Sailing, Navigation, and Canoe Culture in the Marshall Islands

Not a Library event, but it certainly looks interesting!


Sailing, Navigation, and Canoe Culture in the Marshall Islands
Joseph Genz and Rachel Miller
Wednesday, 26 October 2011
12:00 noon
EWC Burns Hall, Room 3015/3019

The canoe tradition is a foundation of Marshallese culture. In addition to being a highly advanced maritime craft, the Marshallese canoe embodies key values and practices of traditional Marshallese culture.

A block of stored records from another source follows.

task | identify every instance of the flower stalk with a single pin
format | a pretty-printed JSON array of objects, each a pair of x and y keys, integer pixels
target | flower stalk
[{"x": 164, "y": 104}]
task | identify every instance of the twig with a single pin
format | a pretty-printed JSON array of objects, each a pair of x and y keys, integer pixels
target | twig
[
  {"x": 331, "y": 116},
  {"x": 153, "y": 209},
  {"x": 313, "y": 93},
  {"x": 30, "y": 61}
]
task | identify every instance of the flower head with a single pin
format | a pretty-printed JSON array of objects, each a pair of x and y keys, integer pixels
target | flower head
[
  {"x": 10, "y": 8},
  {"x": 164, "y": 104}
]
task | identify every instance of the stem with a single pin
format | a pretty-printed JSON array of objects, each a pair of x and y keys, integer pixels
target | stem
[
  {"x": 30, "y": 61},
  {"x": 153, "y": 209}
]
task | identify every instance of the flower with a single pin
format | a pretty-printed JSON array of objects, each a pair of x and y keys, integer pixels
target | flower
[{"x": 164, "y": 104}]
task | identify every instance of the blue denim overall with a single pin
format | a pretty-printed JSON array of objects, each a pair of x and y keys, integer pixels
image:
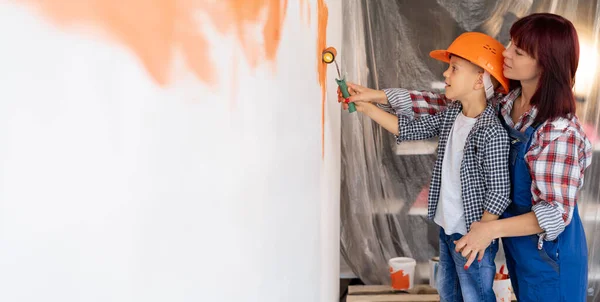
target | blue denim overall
[{"x": 557, "y": 271}]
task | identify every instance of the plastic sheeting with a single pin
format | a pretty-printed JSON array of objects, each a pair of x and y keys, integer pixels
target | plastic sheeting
[{"x": 384, "y": 185}]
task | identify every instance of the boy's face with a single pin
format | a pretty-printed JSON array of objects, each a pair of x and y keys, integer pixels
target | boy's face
[{"x": 461, "y": 78}]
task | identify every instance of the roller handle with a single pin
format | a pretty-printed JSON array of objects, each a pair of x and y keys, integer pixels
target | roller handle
[{"x": 345, "y": 93}]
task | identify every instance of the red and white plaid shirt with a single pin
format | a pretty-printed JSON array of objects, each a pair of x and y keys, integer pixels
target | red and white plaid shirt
[{"x": 558, "y": 156}]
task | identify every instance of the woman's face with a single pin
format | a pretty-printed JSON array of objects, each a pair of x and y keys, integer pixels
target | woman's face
[{"x": 519, "y": 65}]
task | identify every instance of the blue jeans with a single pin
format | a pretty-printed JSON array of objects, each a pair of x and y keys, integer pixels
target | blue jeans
[{"x": 454, "y": 283}]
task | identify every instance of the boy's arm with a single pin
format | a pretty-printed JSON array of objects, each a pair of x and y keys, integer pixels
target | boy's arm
[
  {"x": 415, "y": 103},
  {"x": 487, "y": 216},
  {"x": 495, "y": 168},
  {"x": 404, "y": 127},
  {"x": 419, "y": 103}
]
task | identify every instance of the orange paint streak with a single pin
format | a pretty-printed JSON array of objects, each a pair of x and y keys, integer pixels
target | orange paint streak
[
  {"x": 153, "y": 29},
  {"x": 323, "y": 15}
]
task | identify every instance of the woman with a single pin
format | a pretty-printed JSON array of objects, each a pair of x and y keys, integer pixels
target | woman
[{"x": 542, "y": 233}]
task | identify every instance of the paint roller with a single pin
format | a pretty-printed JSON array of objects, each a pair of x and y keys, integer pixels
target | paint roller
[{"x": 328, "y": 57}]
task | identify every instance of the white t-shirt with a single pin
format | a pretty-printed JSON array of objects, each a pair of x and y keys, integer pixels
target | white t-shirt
[{"x": 450, "y": 213}]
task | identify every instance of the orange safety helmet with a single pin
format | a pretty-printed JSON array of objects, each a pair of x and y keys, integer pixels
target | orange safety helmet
[{"x": 481, "y": 50}]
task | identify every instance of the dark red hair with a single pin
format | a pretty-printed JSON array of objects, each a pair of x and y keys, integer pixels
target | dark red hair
[{"x": 551, "y": 40}]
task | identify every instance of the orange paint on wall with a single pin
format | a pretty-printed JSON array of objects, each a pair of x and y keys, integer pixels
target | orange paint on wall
[
  {"x": 323, "y": 15},
  {"x": 154, "y": 29}
]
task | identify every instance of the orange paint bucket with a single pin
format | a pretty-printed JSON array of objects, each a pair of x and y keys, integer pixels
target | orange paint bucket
[{"x": 402, "y": 271}]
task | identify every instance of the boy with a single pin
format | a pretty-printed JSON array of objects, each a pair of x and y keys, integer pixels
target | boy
[{"x": 470, "y": 180}]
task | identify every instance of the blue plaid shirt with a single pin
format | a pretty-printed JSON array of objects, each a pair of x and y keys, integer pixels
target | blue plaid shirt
[{"x": 484, "y": 174}]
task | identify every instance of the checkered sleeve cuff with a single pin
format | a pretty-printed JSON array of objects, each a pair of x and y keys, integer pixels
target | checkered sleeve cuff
[
  {"x": 399, "y": 99},
  {"x": 550, "y": 220}
]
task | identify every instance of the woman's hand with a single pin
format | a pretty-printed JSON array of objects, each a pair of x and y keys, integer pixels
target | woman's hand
[
  {"x": 362, "y": 94},
  {"x": 475, "y": 242}
]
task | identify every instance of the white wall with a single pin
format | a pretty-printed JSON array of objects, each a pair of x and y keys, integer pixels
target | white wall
[{"x": 115, "y": 188}]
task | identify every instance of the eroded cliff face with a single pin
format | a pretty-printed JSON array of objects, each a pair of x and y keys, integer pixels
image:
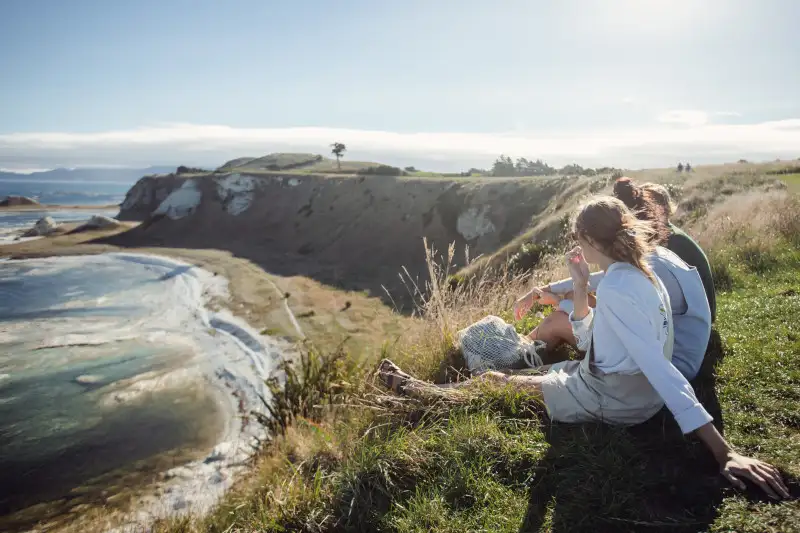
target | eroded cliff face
[
  {"x": 356, "y": 232},
  {"x": 146, "y": 195}
]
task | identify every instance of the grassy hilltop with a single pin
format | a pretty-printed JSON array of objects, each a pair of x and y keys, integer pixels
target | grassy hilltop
[{"x": 349, "y": 457}]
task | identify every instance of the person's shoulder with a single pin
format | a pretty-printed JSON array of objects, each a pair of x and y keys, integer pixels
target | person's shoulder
[
  {"x": 623, "y": 280},
  {"x": 668, "y": 258}
]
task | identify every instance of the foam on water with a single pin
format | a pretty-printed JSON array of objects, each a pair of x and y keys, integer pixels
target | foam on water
[{"x": 128, "y": 328}]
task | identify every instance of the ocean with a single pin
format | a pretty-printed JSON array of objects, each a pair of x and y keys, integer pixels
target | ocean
[
  {"x": 119, "y": 387},
  {"x": 67, "y": 192}
]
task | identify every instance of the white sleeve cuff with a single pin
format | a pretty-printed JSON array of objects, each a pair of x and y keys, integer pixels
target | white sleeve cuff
[
  {"x": 582, "y": 329},
  {"x": 693, "y": 418},
  {"x": 561, "y": 287}
]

To guide voyaging canoes among the many low-lying atolls, Marshallese navigators took the common land-finding technique of detecting how islands affect the patterning of swells and currents and developed it into a comprehensive system of navigation. Through a combination of photos, videos, and models, Joseph Genz will provide an overview of Marshallese swell-pattern navigation and forms of instruction. He will also describe the current state of the voyaging revival in the Marshalls.

Rachel Miller’s Hawaii Council for the Humanities-funded video project, Wa Kuk Wa Jimor — Marshallese Canoes Today, is an exploration of the state and shape of the Marshall Islands canoe tradition for Marchallese people today; how and why it has changed over time and how it articulates with broader Marshallese culture and the modern way of life. In this talk, Miller will present briefly on the Marshallese outrigger canoe, her connection to the Marshalls and her current project, a documentary video exploring the contemporary role of the canoe tradition in the Marshall Islands.